Bencil ve kendini bisey sanan annelerin çocukları baba, babanne, hala ve babanın diğer akrabalarına karşı olağanüstü ve çok kötü biçimde doldurması ve olmamış seyleri oldu gibi göstererek ve onları kullanarak baskı kurması çocuklar üzerinde öyle bir etki yaratıyor ki anlatmam mümkün değil. O cocuk mutsuz, o çocuk eziliyor, o çocuk üzgün. Kendini düşünen anne ise çok mutlu ve güzel bisey yaptığını zannediyor yalan söyleyerek çocuklarına karşı yapıyor bunu bi de. Baskı kurmayın çocukların üzerinde arkadasım. Bi de herkes anne olmamalı diyorum ve susuyorum.
'sus bakayım çocuklar öyle her lafa atlamaz!'

'o gelmeden yedi teyzesi'

'çocuk işte'

bu üç cümle bir çocuğun büyüdüğünde dahi iletişim becerisini etkiliyor. bırakın bir yerde bir şey yemek istemiyorsa kendisi söylesin, bırakın saçmalasın. ve inanın ona. 'bu bana bunu yaptı' dediğinde ona inanın. 'çocuk işte, ne dediğini bilmiyor' diye geçiştirmeyin. sonrasında asla geçiştirmemeniz gereken şeyleri öğrenemeyebilirsiniz. bırakın konuşsun, anlatsın. bir zahmet gündüz işyeri dedikodularını dinlemek yerine akşam eve geldiğinizde çocuğunuzu dinleyin. en sevdiği şarkıyı, rengi, çiçeği, arabayı, çizgi film karakterini, bir espri yapıldığında 'acaba o da gülüyor mu' diye gözünün içine baktığı kim bilin. bir süre sonra peşinden ne kadar koşarsanız koşun öğrenemeyeceksiniz. en kötüsü ne biliyor musunuz? ayrı eve çıkmak istediğinde 'hayatı tanımıyorsun' itirazınıza aldığınız 'hayır anne/baba... sen beni tanımıyorsun' cevabı. o cevabı almayın.
Çok fazla. Bir tanesi her işi onun yerine yapıp fırsat vermeyip kendini geliştirmesine engel olmak.
sürekli ödül ceza mantığıyla yönlendirilmesi.
çok yanlış çok.
Özgüvenli olsun yada benim olmadı onun olsun diye herşeye izin vermek, yada saygılı ve düzgün biri olsun diye çocuğu yetişkin gibi büyütmek. Ortasını bulmak zor anam zor.
maalesef bazı ebeveynler için çocuk yapmaktır en büyük yanlış. o sabi sübyanı dilendirirler, faydalanırlar. nadiren de olsa aile içinde tecavüze bile uğrar bu yavrucaklar. yetersiz beslenmeye; gereksiz ve aşırı şiddete hiç değinmiyorum bile.

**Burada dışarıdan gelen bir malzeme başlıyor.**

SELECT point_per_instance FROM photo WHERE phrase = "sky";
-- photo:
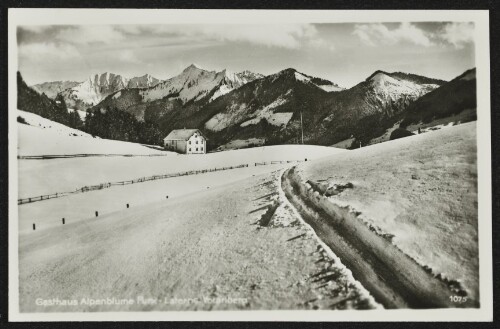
(344, 53)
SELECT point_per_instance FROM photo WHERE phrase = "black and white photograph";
(200, 164)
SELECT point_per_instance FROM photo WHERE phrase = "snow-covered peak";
(391, 86)
(301, 77)
(469, 75)
(144, 81)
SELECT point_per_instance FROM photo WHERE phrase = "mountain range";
(280, 108)
(82, 95)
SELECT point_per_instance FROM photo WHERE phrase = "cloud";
(41, 51)
(291, 36)
(87, 34)
(458, 34)
(378, 33)
(128, 56)
(36, 28)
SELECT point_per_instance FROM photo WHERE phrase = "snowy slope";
(271, 100)
(425, 196)
(96, 87)
(48, 126)
(202, 245)
(388, 88)
(51, 89)
(195, 83)
(37, 177)
(45, 137)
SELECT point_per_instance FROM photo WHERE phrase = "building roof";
(182, 134)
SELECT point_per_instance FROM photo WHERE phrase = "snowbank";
(420, 191)
(45, 137)
(37, 177)
(202, 245)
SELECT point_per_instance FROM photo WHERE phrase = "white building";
(186, 141)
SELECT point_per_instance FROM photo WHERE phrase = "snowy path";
(42, 177)
(203, 245)
(422, 203)
(392, 277)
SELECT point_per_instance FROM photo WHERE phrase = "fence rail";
(141, 180)
(84, 155)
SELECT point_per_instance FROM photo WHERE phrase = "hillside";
(51, 89)
(270, 108)
(182, 95)
(29, 100)
(424, 200)
(40, 136)
(95, 88)
(450, 99)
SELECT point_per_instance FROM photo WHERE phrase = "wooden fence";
(141, 180)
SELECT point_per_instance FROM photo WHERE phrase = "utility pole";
(301, 127)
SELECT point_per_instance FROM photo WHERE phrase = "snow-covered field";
(46, 137)
(192, 252)
(422, 190)
(82, 206)
(37, 177)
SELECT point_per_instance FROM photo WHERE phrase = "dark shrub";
(400, 133)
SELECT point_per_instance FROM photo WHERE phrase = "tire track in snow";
(393, 278)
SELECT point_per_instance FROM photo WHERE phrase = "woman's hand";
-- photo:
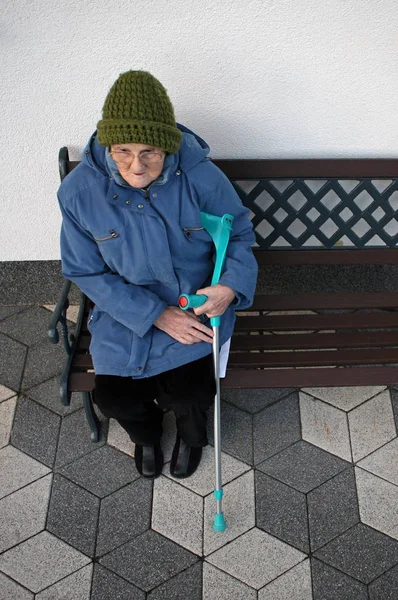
(183, 326)
(219, 297)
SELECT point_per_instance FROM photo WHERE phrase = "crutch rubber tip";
(219, 523)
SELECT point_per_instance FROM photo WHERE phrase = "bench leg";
(91, 417)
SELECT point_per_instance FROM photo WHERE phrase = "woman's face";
(138, 164)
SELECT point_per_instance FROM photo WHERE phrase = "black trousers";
(188, 390)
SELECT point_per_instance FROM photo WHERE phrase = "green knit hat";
(137, 109)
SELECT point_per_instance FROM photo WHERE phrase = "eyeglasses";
(146, 157)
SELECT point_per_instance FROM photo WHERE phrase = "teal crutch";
(219, 229)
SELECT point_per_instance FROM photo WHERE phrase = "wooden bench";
(324, 213)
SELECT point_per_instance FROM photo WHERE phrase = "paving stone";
(44, 360)
(371, 425)
(24, 512)
(7, 410)
(325, 426)
(234, 420)
(76, 586)
(330, 584)
(345, 398)
(187, 584)
(12, 362)
(383, 462)
(239, 510)
(5, 393)
(256, 558)
(332, 508)
(74, 438)
(48, 395)
(41, 561)
(203, 480)
(178, 514)
(296, 584)
(108, 585)
(12, 591)
(35, 431)
(378, 500)
(281, 511)
(276, 428)
(103, 471)
(385, 587)
(149, 560)
(303, 466)
(17, 470)
(254, 400)
(361, 552)
(28, 327)
(119, 522)
(217, 585)
(71, 504)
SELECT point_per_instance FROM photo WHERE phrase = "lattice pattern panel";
(322, 213)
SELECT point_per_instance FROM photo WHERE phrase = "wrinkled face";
(138, 164)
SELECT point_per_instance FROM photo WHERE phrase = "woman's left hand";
(219, 297)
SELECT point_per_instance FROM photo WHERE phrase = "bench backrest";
(346, 206)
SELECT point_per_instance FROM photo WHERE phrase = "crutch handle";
(186, 301)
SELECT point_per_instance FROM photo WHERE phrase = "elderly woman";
(132, 240)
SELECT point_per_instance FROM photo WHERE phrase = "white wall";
(255, 78)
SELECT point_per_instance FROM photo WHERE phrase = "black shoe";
(185, 459)
(149, 460)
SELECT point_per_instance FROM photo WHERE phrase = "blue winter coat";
(134, 252)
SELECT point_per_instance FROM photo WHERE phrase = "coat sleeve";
(217, 196)
(132, 305)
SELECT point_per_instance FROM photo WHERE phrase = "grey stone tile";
(187, 584)
(296, 584)
(276, 428)
(360, 552)
(239, 510)
(17, 470)
(236, 432)
(329, 584)
(178, 514)
(7, 409)
(48, 395)
(149, 560)
(371, 425)
(24, 512)
(124, 515)
(35, 431)
(12, 591)
(385, 587)
(325, 426)
(12, 362)
(28, 327)
(44, 360)
(281, 511)
(103, 471)
(378, 500)
(383, 462)
(217, 585)
(73, 515)
(76, 586)
(108, 585)
(41, 561)
(332, 508)
(254, 400)
(74, 438)
(256, 558)
(303, 466)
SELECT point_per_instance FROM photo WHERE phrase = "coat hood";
(193, 150)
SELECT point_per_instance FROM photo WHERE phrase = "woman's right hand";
(183, 326)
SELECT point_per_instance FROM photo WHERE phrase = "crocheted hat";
(137, 109)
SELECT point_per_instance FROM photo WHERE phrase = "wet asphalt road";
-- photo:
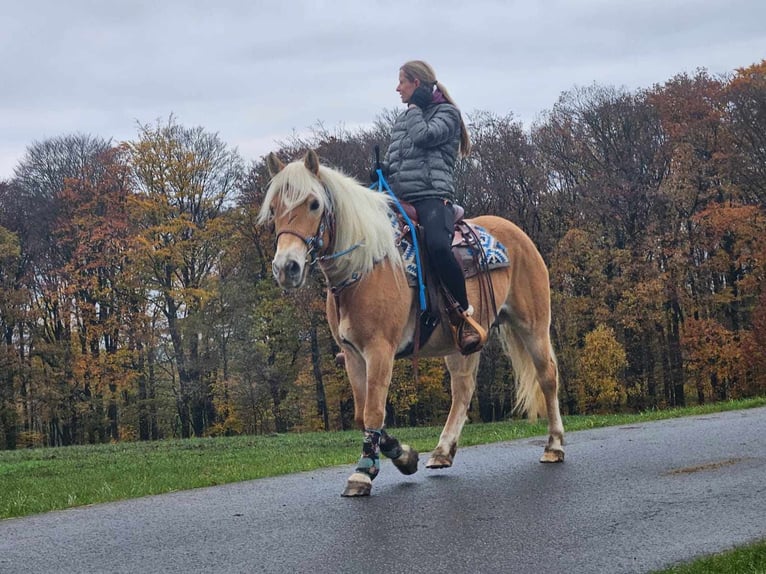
(627, 499)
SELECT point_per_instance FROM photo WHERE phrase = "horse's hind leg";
(462, 371)
(537, 374)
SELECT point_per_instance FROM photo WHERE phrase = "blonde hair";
(424, 73)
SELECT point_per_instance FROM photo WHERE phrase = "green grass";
(40, 480)
(745, 560)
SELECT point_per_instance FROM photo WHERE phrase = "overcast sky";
(257, 72)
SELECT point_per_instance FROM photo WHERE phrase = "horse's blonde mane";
(362, 216)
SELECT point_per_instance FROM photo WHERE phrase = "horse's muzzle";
(289, 273)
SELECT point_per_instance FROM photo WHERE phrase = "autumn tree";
(599, 367)
(187, 180)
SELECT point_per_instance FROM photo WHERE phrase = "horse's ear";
(311, 161)
(274, 164)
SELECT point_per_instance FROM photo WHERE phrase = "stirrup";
(467, 319)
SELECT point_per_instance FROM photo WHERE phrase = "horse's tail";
(529, 394)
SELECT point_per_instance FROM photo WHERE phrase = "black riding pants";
(437, 219)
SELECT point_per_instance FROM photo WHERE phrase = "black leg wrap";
(390, 446)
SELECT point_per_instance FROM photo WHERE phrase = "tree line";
(137, 303)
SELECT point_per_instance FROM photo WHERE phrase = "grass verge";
(749, 559)
(40, 480)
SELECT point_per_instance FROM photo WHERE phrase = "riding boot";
(470, 336)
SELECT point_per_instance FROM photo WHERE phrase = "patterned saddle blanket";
(466, 251)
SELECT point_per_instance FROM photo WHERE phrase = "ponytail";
(420, 70)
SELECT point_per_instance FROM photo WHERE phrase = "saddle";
(476, 251)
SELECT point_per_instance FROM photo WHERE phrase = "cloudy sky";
(257, 72)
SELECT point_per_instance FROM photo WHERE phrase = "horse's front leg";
(379, 366)
(462, 370)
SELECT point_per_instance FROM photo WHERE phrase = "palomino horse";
(323, 217)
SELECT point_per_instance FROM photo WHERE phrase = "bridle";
(315, 243)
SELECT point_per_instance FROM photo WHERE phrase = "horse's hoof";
(407, 463)
(552, 456)
(358, 485)
(439, 461)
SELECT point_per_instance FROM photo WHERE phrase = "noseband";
(314, 243)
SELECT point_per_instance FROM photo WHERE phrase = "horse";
(322, 217)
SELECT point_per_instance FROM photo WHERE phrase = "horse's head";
(297, 204)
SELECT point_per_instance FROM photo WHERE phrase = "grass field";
(746, 560)
(40, 480)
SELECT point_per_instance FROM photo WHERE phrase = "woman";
(419, 165)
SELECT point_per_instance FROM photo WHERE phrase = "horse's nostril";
(292, 269)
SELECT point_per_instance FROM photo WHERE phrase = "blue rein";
(383, 184)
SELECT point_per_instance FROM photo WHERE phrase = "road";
(627, 499)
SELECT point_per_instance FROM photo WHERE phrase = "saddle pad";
(495, 252)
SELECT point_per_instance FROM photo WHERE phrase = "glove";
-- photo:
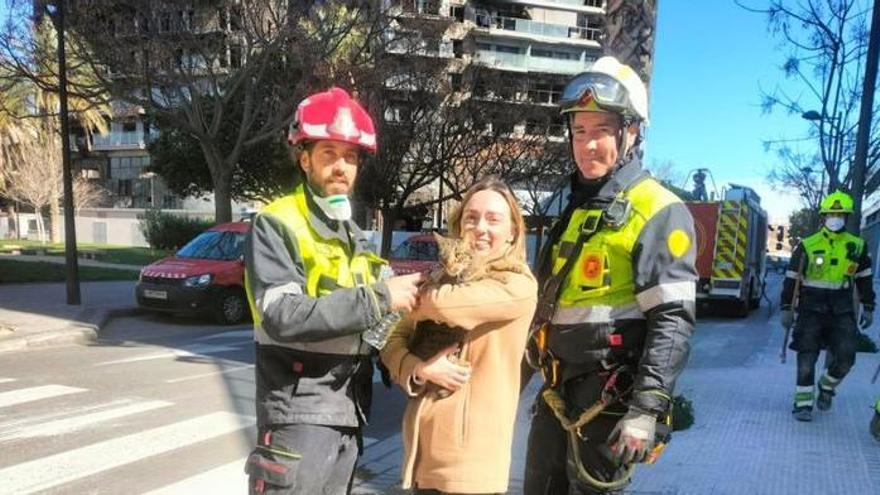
(866, 319)
(633, 437)
(786, 317)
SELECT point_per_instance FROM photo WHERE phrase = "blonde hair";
(517, 249)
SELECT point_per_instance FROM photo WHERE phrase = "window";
(457, 48)
(455, 81)
(165, 22)
(235, 56)
(457, 11)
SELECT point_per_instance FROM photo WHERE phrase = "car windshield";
(214, 245)
(415, 250)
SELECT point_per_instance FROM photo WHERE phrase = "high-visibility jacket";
(832, 264)
(630, 296)
(312, 288)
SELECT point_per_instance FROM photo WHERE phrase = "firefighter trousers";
(837, 332)
(550, 470)
(300, 459)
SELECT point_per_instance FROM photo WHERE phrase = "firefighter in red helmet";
(314, 289)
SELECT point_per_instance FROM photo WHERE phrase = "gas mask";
(835, 223)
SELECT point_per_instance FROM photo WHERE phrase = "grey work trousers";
(299, 459)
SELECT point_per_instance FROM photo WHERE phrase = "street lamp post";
(863, 135)
(71, 262)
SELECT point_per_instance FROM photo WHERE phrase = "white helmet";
(608, 86)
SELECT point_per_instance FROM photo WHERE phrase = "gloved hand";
(786, 317)
(866, 319)
(633, 437)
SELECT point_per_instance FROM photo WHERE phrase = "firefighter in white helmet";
(617, 301)
(314, 288)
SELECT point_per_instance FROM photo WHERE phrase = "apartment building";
(522, 52)
(118, 159)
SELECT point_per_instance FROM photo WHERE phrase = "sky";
(711, 60)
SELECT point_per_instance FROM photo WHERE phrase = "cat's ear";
(443, 242)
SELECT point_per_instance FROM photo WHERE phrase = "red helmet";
(334, 115)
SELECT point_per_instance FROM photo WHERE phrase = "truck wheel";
(740, 307)
(231, 308)
(755, 300)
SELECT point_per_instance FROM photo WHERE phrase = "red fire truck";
(731, 247)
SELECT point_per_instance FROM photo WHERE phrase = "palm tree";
(30, 140)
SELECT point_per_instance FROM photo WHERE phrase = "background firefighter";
(314, 288)
(833, 262)
(618, 297)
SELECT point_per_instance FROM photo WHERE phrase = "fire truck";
(731, 246)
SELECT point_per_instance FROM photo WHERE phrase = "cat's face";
(456, 255)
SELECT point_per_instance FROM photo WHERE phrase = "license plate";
(155, 294)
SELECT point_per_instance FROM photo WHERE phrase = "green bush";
(865, 344)
(171, 232)
(682, 413)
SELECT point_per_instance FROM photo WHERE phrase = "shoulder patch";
(678, 243)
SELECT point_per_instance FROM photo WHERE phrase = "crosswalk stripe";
(247, 335)
(40, 427)
(203, 375)
(201, 349)
(227, 479)
(20, 396)
(49, 471)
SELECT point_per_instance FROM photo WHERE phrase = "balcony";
(118, 141)
(594, 6)
(425, 8)
(525, 26)
(524, 63)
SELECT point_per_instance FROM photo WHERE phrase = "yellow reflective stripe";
(596, 314)
(665, 293)
(821, 284)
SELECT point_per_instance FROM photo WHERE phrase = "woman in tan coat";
(462, 443)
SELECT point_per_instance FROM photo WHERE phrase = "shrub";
(170, 232)
(682, 413)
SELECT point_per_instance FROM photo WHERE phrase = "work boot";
(804, 414)
(823, 402)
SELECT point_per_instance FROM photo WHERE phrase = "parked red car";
(206, 276)
(418, 253)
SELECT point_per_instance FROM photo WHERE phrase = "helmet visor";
(607, 92)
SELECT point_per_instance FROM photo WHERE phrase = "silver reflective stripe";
(596, 314)
(275, 293)
(348, 344)
(821, 284)
(668, 292)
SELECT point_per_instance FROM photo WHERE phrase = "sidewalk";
(36, 315)
(60, 260)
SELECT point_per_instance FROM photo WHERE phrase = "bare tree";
(826, 45)
(32, 103)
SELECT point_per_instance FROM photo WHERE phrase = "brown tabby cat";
(459, 264)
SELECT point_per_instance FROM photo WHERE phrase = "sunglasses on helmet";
(607, 92)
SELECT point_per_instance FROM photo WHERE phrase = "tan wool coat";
(462, 444)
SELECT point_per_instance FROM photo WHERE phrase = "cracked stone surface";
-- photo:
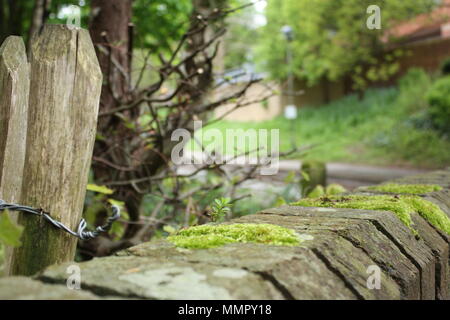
(22, 288)
(332, 261)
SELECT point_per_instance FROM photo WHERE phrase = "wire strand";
(81, 232)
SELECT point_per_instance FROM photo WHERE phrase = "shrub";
(438, 98)
(445, 67)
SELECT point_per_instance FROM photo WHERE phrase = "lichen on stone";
(405, 188)
(401, 206)
(210, 236)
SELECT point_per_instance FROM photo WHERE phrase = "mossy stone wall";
(332, 261)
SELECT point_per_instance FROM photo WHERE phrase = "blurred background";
(360, 95)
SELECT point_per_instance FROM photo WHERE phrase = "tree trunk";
(110, 30)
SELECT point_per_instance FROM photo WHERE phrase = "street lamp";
(290, 111)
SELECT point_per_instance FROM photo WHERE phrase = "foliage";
(239, 41)
(401, 206)
(211, 236)
(388, 127)
(332, 39)
(445, 67)
(220, 208)
(331, 190)
(405, 188)
(160, 23)
(439, 99)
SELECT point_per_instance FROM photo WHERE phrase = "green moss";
(401, 206)
(334, 189)
(210, 236)
(406, 188)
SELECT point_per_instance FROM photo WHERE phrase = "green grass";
(386, 127)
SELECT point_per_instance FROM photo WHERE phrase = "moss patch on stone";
(406, 188)
(211, 236)
(401, 206)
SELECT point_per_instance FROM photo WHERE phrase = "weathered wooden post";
(14, 87)
(64, 99)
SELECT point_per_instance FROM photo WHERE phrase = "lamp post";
(290, 111)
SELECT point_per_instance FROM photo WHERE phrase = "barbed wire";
(81, 232)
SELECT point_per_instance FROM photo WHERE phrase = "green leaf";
(290, 177)
(9, 231)
(99, 189)
(169, 229)
(305, 176)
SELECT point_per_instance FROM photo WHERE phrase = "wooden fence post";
(14, 87)
(64, 99)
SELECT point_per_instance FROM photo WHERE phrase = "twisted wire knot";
(81, 232)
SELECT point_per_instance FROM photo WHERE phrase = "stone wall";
(331, 264)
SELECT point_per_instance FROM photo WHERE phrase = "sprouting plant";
(220, 208)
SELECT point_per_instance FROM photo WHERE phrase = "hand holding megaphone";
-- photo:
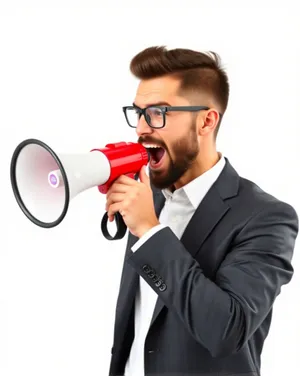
(44, 182)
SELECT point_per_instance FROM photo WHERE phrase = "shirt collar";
(196, 189)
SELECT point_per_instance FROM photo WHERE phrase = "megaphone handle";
(121, 226)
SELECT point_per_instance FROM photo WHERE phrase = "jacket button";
(146, 268)
(151, 274)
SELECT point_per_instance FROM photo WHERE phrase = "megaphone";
(44, 182)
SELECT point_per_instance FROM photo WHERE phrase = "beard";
(184, 150)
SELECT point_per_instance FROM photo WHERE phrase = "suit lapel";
(211, 210)
(130, 278)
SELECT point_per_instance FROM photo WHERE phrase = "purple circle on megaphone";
(53, 179)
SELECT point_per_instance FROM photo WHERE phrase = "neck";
(205, 160)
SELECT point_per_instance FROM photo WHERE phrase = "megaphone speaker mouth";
(39, 183)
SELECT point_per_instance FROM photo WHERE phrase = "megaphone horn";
(44, 182)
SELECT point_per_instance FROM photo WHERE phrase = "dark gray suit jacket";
(216, 285)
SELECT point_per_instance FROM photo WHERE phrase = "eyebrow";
(154, 104)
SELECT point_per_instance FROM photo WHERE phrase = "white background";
(63, 79)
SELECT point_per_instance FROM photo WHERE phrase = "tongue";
(157, 154)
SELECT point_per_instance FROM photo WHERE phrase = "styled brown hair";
(198, 71)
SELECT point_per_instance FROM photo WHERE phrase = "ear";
(208, 122)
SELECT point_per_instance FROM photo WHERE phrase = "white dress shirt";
(178, 210)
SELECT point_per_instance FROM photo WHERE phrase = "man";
(208, 251)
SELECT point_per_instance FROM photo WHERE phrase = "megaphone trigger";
(120, 224)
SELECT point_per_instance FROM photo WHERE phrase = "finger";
(112, 210)
(114, 197)
(144, 178)
(117, 188)
(126, 180)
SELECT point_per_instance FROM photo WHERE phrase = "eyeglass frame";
(165, 109)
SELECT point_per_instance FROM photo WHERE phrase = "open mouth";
(156, 154)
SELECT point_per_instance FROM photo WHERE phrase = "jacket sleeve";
(246, 284)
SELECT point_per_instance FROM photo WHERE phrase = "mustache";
(151, 141)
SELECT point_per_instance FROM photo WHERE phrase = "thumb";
(144, 178)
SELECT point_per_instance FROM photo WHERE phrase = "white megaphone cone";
(44, 182)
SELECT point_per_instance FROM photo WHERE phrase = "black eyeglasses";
(155, 116)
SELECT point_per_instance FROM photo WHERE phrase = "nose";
(143, 127)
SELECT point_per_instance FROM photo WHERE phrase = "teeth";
(151, 146)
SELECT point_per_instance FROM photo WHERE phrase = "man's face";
(178, 139)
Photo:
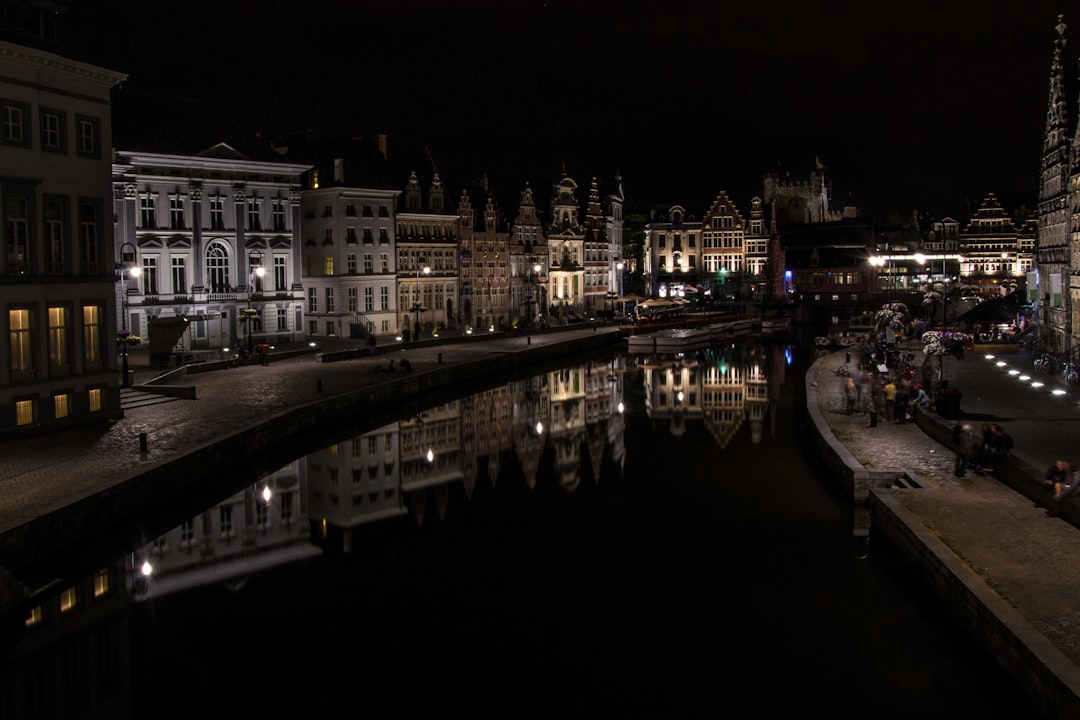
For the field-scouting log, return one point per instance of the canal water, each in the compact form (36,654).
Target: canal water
(628,534)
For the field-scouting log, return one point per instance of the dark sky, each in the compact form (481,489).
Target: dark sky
(914,105)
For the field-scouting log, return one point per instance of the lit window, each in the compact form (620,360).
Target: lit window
(68,599)
(24,412)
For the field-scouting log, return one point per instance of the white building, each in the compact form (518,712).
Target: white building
(57,320)
(212,234)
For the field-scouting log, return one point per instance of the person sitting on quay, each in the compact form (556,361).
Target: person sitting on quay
(995,450)
(1063,478)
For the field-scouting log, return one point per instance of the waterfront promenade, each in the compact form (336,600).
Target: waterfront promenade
(1020,565)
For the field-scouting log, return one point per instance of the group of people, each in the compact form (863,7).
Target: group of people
(980,452)
(894,395)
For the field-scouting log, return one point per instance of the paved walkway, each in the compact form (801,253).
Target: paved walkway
(1029,559)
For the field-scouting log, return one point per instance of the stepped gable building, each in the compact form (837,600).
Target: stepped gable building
(997,252)
(1058,193)
(672,253)
(528,259)
(58,276)
(491,275)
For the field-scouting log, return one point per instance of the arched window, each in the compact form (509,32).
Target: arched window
(217,268)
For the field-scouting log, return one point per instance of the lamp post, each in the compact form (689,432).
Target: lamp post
(256,271)
(421,267)
(129,268)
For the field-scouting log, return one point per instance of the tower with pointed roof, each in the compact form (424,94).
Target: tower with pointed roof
(1052,249)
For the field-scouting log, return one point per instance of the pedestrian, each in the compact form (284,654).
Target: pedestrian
(901,396)
(851,393)
(890,398)
(1061,478)
(996,450)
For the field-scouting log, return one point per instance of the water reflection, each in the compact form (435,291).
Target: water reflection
(561,434)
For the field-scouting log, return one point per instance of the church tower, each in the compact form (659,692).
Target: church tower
(1052,247)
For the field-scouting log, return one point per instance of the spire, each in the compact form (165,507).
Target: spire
(1056,113)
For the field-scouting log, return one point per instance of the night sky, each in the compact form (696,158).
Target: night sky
(923,106)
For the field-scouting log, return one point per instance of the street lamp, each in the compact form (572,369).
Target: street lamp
(129,268)
(256,271)
(416,304)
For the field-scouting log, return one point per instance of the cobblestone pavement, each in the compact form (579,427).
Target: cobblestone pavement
(1029,559)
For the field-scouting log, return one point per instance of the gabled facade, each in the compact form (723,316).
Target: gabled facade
(566,254)
(995,259)
(350,263)
(490,286)
(672,253)
(428,269)
(213,234)
(58,318)
(528,261)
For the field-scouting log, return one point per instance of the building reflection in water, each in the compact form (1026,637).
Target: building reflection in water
(72,649)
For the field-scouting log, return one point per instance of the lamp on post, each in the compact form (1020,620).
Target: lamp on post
(421,267)
(256,271)
(129,268)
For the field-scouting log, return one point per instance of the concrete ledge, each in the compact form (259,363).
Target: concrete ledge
(1050,678)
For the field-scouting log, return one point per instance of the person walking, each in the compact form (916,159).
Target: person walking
(890,398)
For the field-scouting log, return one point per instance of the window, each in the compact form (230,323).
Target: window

yapmayın, ederi kadar bakmayacaksanız yapmayın.
Çocuğu masallarla kandırmaktır bence. Çocuktan gerçekleri saklamak. En basitinden, çocuk nasıl dünyaya geldiğini merak eder. illa ki herkes etmiştir. Cinselliği öğreterek anlatmak en mantıklısı olacaktır.
Siz bu düşüncelere karşı oldukça küçücük çocuklar kaç can yakarak kendiliğinden öğrenmeye çalışacak cinselliği!